6 months GP 6 in 1 (diphtheria, tetanus, whooping cough (pertussis), polio, Hib (Haemophilus Influenzae Type B) and Hepatitis B provided in one single injection).

Vaccines against Pneumococcal Disease and Meningococcal C.

12 months GP MMR (measles, mumps and rubella) vaccine.

Vaccine against Meningococcal B.

13 months GP Vaccines against Meningococcal C, Hib (Haemophilus Influenzae Type B) and Pneumococcal Disease.
4–5 years GP or school 4 in 1 (diphtheria, tetanus, whooping cough (pertussis) and polio), plus MMR (measles, mumps and rubella) vaccine.
11–14 years

1st year in second-level schools

School

School

Tdap (tetanus and low-dose diphtheria) booster. Meningococcal ACWY booster.

HPV (Human Papillomavirus Virus) vaccine (2 doses).

Rates

These vaccinations are free of charge.

How to apply

You can get information about all immunisations from your GP, public health nurse or Local Health Office.

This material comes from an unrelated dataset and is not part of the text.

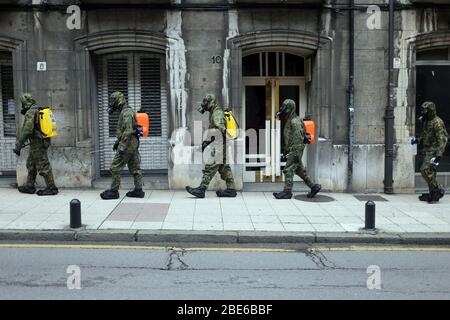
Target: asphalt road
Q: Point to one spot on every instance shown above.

The HSE's National Immunisation Office Website and the Health Protection Surveillance Centre (HPSC), have produced useful factsheets on immunisations for parents, in a number of languages.

Where to apply

Childhood immunisation services are usually offered to parents in the hospital where the baby was born and by contact from the HSE, through GPs and through the schools immunisation programme.

You can also contact your Local Health Office or your GP directly.